Convidado pela Folha de S.Paulo para representar os laboratórios públicos brasileiros no Fórum Medicamentos Biológicos e Biossimilares, promovido pelo jornal paulista, em São Paulo, o diretor-presidente da Bahiafarma, Ronaldo Dias, expôs a importância das Parcerias para o Desenvolvimento Produtivo (PDPs) e dos processos de transferência de tecnologia para o desenvolvimento do Complexo Industrial da Saúde no País.

Além disso, Dias defendeu enfaticamente a estruturação dos laboratórios públicos nacionais, como um dos pilares para o funcionamento do Sistema Único de Saúde (SUS). “Como estaria o Brasil no combate à febre amarela se não fossem os laboratórios públicos?”, indagou.

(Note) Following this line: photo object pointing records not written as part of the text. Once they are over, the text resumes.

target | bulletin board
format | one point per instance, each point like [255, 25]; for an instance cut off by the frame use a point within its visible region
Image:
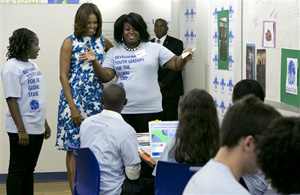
[270, 26]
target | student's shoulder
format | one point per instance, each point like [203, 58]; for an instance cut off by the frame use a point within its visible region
[11, 66]
[174, 39]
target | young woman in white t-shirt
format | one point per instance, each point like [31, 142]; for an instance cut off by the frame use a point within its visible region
[26, 124]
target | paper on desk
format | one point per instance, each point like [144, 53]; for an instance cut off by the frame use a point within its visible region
[143, 137]
[185, 54]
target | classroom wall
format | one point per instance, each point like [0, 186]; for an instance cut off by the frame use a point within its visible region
[196, 73]
[2, 127]
[52, 24]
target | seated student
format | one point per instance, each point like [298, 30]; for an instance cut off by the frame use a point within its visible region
[197, 136]
[242, 123]
[256, 184]
[278, 154]
[115, 145]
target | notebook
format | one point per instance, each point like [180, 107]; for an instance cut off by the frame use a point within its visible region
[161, 132]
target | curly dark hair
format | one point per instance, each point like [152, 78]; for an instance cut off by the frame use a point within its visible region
[247, 87]
[20, 43]
[249, 116]
[82, 17]
[278, 154]
[134, 20]
[197, 136]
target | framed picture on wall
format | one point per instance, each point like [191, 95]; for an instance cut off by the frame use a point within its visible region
[269, 34]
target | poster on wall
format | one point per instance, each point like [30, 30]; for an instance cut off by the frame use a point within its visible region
[223, 39]
[222, 53]
[189, 24]
[291, 85]
[250, 61]
[289, 77]
[261, 68]
[269, 34]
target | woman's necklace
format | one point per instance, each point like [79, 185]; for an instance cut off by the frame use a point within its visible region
[132, 49]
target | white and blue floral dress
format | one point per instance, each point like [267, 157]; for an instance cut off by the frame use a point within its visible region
[86, 90]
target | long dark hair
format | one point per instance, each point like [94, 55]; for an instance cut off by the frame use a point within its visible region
[197, 136]
[134, 20]
[82, 17]
[20, 43]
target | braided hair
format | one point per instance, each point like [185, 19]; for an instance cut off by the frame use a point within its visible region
[20, 43]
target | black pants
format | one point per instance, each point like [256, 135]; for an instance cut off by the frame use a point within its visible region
[22, 163]
[140, 121]
[170, 107]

Participante da mesa ‘A produção brasileira de medicamentos biológicos e biossimilares’, ao lado de expositores como o diretor da Secretaria de Ciência, Tecnologia e Insumos Estratégicos do Ministério da Saúde, Rodrigo Silverstre, e do presidente-executivo do grupo FarmaBrasil, Reginaldo Arcuri, Dias teve como principal argumento o próprio exemplo da Bahiafarma.

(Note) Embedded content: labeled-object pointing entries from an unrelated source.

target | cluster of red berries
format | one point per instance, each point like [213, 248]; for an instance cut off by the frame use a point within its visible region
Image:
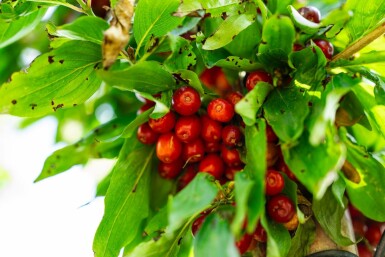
[370, 230]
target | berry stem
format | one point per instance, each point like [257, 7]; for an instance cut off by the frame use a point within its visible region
[361, 43]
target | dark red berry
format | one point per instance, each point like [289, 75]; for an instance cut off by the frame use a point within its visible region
[220, 110]
[257, 76]
[274, 182]
[211, 129]
[280, 208]
[310, 13]
[186, 101]
[232, 136]
[188, 128]
[213, 165]
[230, 156]
[168, 148]
[170, 170]
[146, 135]
[244, 243]
[164, 124]
[326, 47]
[193, 151]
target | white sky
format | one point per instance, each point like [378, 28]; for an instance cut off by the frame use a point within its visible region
[44, 219]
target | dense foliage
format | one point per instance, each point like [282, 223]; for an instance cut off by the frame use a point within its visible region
[307, 108]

O laboratório baiano tem parceria com o laboratório coreano GenBody na produção de testes de diagnóstico e é o principal fornecedor do Ministério da Saúde para esse tipo de produto para a saúde. Também se prepara para iniciar o fornecimento de insulina para o SUS, por meio de uma PDP com o laboratório ucraniano Indar. O acordo foi motivo de comentários dos outros participantes do debate. “O Brasil já chegou a produzir insulina, mas perdeu essa produção e, depois, o preço (do medicamento) dobrou, triplicou, ‘decuplicou’”, lembrou Arcuri. “É extremamente importante que o Brasil volte a produzir insulina.”

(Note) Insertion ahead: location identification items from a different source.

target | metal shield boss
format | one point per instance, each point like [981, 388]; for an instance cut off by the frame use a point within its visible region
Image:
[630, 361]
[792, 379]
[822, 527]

Também presidente da Associação dos Laboratórios Farmacêuticos Oficiais do Brasil (Alfob), Ronaldo Dias ressaltou a importância da atuação dos laboratórios públicos não apenas no contexto do SUS, mas como um agente de controle de custos sociais. “Pegando esse exemplo da febre amarela, que está em destaque hoje: a vacina é feita pela Bio-Manguinhos, que é um laboratório público, os testes rápidos de diagnóstico são feitos pela Bahiafarma, que é um laboratório público”, argumentou. “Todas as ferramentas de combate a essa e a outras doenças são produzidas e disponibilizadas por laboratórios públicos.”

Dias ainda enfatizou o papel dos laboratórios oficiais na fabricação de medicamentos e produtos para a saúde que não atraem interesse da indústria privada, por pouca demanda ou por baixos preços de mercado. “Se não houvesse laboratórios públicos atuando em áreas que talvez não sejam interessantes para as entidades privadas, teríamos alto prejuízo financeiro, alto custo social e muitas perdas evitáveis de vida na saúde pública brasileira.”